Le document de la CTI commence par un premier chapitre explicite à ce propos : « Nous ne pouvons passer sous silence le fait que, dans un vaste secteur intellectuel de notre culture occidentale, l’agressivité avec laquelle est posé ce « théorème » se concentre essentiellement sur la dénonciation radicale du christianisme. » (n. 6) Le judaïsme n’est pas attaqué, et si l’islam est mis en cause, ce n’est pas pour sa théologie mais à cause des moyens violents mis en œuvre dans l’ordre social qui en dépend et dans les méthodes de son expansion (10). Les poncifs de la propagande antichrétienne (prétendument antimonothéiste) sont alors critiqués un à un et retournés ad hominem notamment à partir de l’exemple du paganisme persécuteur de l’Antiquité auquel répondit non la violence mais l’acceptation du martyre (8). L’accusation contre le christianisme fauteur de violence et source de tous les maux, lorsqu’elle s’exprime dans un Occident qui en a retiré sa vitalité et sa grandeur, ne peut être que de mauvaise foi (12). Cela est d’autant plus flagrant que l’accusation dirigée contre cette supposée violence intrinsèque du monothéisme chrétien est concomitante d’un mépris considérable de la vie, d’une dégradation du lien social et d’une montée effective de la violence (13) : quelle meilleure façon de se défausser de ses propres turpitudes sur un bouc émissaire !
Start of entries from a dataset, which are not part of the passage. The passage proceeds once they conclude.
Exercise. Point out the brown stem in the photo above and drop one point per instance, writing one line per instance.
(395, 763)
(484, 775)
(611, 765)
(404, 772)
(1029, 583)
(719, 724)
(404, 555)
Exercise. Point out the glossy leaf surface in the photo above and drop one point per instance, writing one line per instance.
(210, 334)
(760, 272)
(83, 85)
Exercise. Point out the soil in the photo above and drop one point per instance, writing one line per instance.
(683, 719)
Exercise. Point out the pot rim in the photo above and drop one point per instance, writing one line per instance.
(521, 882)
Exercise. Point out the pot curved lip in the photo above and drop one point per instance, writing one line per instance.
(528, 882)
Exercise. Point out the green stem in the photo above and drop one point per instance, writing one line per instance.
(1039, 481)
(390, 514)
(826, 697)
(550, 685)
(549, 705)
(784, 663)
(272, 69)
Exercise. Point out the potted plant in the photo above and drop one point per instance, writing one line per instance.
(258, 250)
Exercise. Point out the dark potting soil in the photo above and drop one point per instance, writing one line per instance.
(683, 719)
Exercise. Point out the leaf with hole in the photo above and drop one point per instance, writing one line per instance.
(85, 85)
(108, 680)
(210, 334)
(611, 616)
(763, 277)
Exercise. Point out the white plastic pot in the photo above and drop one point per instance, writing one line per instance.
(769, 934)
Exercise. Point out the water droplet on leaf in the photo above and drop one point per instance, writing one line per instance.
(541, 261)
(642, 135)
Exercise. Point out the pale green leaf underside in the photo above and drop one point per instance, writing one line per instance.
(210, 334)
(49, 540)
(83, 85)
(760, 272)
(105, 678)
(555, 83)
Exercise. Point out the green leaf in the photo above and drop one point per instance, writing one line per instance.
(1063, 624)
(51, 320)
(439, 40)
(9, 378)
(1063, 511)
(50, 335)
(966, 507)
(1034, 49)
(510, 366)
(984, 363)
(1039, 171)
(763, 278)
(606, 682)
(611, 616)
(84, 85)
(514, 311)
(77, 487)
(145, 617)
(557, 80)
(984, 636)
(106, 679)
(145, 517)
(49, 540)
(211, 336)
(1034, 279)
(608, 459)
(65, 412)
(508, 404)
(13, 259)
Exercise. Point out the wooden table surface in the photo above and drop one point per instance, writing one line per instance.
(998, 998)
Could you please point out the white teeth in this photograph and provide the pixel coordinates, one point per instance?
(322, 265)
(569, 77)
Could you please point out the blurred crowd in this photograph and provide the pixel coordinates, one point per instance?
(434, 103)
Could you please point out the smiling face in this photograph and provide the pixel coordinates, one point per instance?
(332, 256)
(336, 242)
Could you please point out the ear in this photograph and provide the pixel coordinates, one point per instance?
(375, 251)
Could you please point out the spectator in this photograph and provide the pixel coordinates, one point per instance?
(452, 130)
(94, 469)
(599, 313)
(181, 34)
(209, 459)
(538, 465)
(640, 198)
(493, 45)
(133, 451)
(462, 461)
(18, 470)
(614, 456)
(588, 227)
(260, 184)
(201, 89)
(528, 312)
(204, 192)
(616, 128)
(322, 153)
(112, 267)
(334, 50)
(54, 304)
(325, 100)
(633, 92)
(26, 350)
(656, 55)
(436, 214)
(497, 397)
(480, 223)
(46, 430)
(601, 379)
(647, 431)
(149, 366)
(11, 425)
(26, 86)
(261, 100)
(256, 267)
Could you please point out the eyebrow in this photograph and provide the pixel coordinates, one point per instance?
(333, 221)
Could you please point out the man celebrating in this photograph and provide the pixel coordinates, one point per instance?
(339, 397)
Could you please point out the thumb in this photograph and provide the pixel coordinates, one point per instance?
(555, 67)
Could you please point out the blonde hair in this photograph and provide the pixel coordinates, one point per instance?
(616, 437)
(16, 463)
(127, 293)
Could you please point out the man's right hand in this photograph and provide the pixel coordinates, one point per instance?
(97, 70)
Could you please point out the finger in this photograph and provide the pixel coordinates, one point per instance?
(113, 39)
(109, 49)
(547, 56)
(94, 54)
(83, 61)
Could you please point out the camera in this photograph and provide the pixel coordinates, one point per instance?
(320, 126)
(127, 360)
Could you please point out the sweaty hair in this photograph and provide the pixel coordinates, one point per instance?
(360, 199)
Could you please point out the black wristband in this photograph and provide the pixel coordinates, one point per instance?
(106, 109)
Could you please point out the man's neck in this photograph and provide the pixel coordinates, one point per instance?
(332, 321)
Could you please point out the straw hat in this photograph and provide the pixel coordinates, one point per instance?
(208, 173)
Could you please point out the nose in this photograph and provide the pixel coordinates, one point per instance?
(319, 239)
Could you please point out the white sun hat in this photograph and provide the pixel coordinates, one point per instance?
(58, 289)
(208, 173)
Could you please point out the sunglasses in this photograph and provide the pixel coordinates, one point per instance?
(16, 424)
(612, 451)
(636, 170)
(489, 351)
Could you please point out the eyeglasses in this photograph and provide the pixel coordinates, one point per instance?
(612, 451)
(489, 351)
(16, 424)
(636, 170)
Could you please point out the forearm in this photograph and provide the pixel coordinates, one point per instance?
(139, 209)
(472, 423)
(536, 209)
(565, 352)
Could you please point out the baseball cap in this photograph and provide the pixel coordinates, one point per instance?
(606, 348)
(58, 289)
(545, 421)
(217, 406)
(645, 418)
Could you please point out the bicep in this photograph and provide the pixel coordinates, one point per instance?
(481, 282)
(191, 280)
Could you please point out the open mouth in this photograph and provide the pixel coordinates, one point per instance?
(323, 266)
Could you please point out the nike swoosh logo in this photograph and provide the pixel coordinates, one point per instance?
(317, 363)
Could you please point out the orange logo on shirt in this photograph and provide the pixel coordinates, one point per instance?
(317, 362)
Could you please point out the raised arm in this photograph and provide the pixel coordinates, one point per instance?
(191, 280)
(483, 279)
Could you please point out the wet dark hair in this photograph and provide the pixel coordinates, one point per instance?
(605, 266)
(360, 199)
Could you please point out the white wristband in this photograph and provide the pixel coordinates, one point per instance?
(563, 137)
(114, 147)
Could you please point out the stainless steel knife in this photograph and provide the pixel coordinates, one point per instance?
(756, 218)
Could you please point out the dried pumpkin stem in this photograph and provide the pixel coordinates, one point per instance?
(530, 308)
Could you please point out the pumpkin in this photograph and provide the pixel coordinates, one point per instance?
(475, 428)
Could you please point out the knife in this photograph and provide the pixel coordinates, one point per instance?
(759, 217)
Derrière le thème de la violence monothéiste se cache à peine voilée la revendication d’un immanentisme radical, avec ses conséquences connues : « La révélation biblique l’annonce et l’histoire le démontre : l’homme hostile au Dieu bon et créateur, dans son obsession de « devenir comme Lui », devient un « Dieu pervers » et prévaricateur face à ses semblables. » (14) Plus loin dans le document (chap. VIII) viendra la réponse à l’athéisme moderne qui, non seulement prétend irrationnelle l’idée de Dieu, mais fait d’elle une construction idolâtrique. La réfutation empruntera à saint Thomas, puis au concile Vatican I, affirmant la capacité de la raison humaine à connaître l’existence et les perfections de Dieu, à la fois contre le rationalisme et contre le fidéisme. Ce sont les arguments de l’apologétique traditionnelle, partant du soubassement de la raison naturelle (et notamment des cinq « voies » thomistes ici retrouvées) pour arriver à la réception de la révélation trinitaire et, de là, au commandement suprême qui résume la Loi et les Prophètes, celui de ne pas dissocier l’amour de Dieu et l’amour du prochain. En conclusion, « toute vision du monde qui exclut cette suprême unité du commandement – qu’elle se présente comme une religion ou comme irréligion – est une invention des hommes. Et ne sauve rien. » (15)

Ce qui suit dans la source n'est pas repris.